No me refiero al género literario inventado por el Ramón Gómez de la Serna, una especie de aforismo paradójico y humorístico. Apelo al sentido literal de la greguería como griterío confuso y zafio. El tono del lenguaje oral que da prestancia en España ─y a mí me encocora─ es el de hablar a gritos. Obsérvese en un mitin político, en una transmisión deportiva, en la tertulia que sigue en la radio o la tele. Quien más eleva la voz, más razón parece tener, más prestigio acumula.

Soy un fiel seguidor de la radio. Algunas veces hago este experimento. Deslizo el dial con diligencia y asalto los diferentes programas que se están emitiendo. No falla. Predominan los de más éxito, musicales o deportivos. Pues bien, enseguida se nota su sello: los locutores o como se llamen vociferan más que hablan. Razón primera para que no me interesen. Los gritos son aullidos cuando se describe un gol de un partido de fútbol.

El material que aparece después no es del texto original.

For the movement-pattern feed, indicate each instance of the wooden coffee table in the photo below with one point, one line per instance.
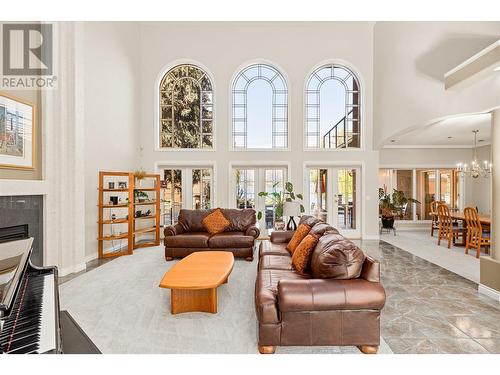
(194, 281)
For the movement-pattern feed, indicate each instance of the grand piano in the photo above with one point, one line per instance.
(29, 302)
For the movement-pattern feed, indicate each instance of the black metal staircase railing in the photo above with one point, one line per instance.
(341, 140)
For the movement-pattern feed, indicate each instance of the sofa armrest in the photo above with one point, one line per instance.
(371, 270)
(329, 294)
(253, 231)
(281, 236)
(173, 230)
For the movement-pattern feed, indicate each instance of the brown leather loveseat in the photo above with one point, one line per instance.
(189, 234)
(338, 302)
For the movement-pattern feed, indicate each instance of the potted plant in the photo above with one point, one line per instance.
(278, 200)
(139, 175)
(389, 204)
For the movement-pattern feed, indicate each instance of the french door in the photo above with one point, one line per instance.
(185, 187)
(334, 196)
(248, 181)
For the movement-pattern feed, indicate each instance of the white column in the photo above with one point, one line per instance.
(495, 201)
(490, 265)
(64, 204)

No es una cuestión exclusiva del medio radiofónico o televisivo. En una junta de vecinos, una tertulia de amigos o en otras muchas ocasiones en las que se juntan varias personas para platicar, quien más vocifera es el líder. Lo exasperante es cuando dos o más personas pugnan por relinchar al mismo tiempo. Se entiende que, quien más alce la voz, más razón tiene.

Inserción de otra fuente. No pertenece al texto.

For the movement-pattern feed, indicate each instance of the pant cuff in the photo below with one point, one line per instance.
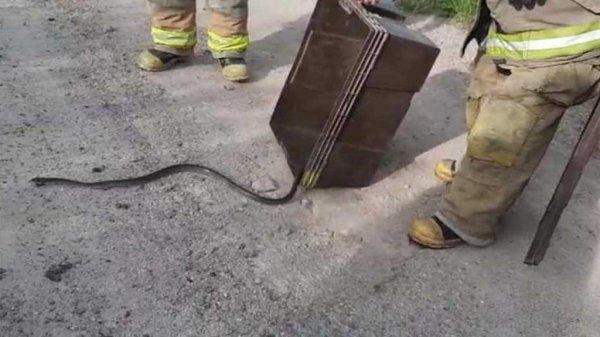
(220, 55)
(456, 228)
(175, 51)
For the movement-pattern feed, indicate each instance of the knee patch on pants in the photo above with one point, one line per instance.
(499, 131)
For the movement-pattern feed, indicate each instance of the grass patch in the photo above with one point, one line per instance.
(462, 11)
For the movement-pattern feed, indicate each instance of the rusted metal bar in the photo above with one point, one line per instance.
(568, 182)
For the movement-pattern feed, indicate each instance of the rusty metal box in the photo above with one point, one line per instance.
(347, 93)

Utilizo mucho la línea 3 de metro en Madrid. Su estación terminal es Moncloa. Al llegar a ese destino atruenan los altavoces: "¡Este tren no admite viajeros!". El tono de la orden prohibitiva más bien parece el de un campo de concentración, por lo arisco y ensordecedor. Lo comparo mentalmente con el suave aviso del tren lanzadera en el aeropuerto de Atlanta: "Train is departing" (= el tren empieza rodar). Es casi un susurro, una amable observación.

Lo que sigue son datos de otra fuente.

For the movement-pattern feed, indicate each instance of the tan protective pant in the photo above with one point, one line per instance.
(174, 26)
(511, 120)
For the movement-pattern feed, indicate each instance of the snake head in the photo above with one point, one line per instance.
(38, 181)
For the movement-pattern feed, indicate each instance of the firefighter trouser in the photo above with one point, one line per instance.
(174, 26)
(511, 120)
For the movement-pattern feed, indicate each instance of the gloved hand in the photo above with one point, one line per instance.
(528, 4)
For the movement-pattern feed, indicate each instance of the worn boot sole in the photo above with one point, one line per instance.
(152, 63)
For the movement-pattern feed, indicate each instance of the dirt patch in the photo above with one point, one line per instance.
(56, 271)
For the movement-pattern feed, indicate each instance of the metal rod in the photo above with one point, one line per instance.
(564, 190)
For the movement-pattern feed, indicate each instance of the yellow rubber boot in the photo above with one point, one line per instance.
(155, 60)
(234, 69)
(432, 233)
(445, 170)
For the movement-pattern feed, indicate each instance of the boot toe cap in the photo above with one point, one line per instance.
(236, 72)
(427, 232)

En los correos del Facebook y equivalentes se presenta el problema de que por escrito no hay tono de voz. Eso lo remedian enseguida mis compatriotas vocingleros. Acuden a los repetidos signos de admiración (!!!), a la insistencia de sonidos onomatopéyicos (ja, ja, ja), a colocar todas las letras de una palabra o una frase con mayúsculas. La convención es que, de esa forma, parece que gritan al escribir. Es decir, así nos convencen, expresan cariño o por lo menos se explayan. Es algo que me pone nervioso.

Entiendo la necesidad de gritar en ocasiones. Pero no puede ser que sea tan continua. Sobre todo si al mismo tiempo la sienten diferentes interlocutores. No me cabe en la cabeza el caso usual del autobús o del AVE en el que alguien decide contar por teléfono sus cuitas amorosas, sus problemas familiares o sus negocios mercantiles. Lo hace de tal modo que los viajeros a su alrededor se enteran perfectamente de los detalles del diálogo, al menos por la parte visible.

En muchas ocasiones el tono de una conversación amistosa entre españoles se desenvuelve de tal manera que más parece una discusión, una riña, cuando es solo la expresión de simpatía. Los extranjeros poco acostumbrados a nuestros aspavientos consideran que andamos siempre a la greña. No es así; simplemente, alzamos la voz para demostrar afecto. Suele ser la táctica contraria a la que emplean en otras culturas. Incluso dentro del mundo de los hispanoparlantes hay que ver lo suaves que son las expresiones amistosas por parte de nuestros hermanos americanos. Lo nuestro es la rudeza, la contundencia, la voz altisonante con esas erres, jotas y zetas. Por lo menos se agradece el seseo de los canarios.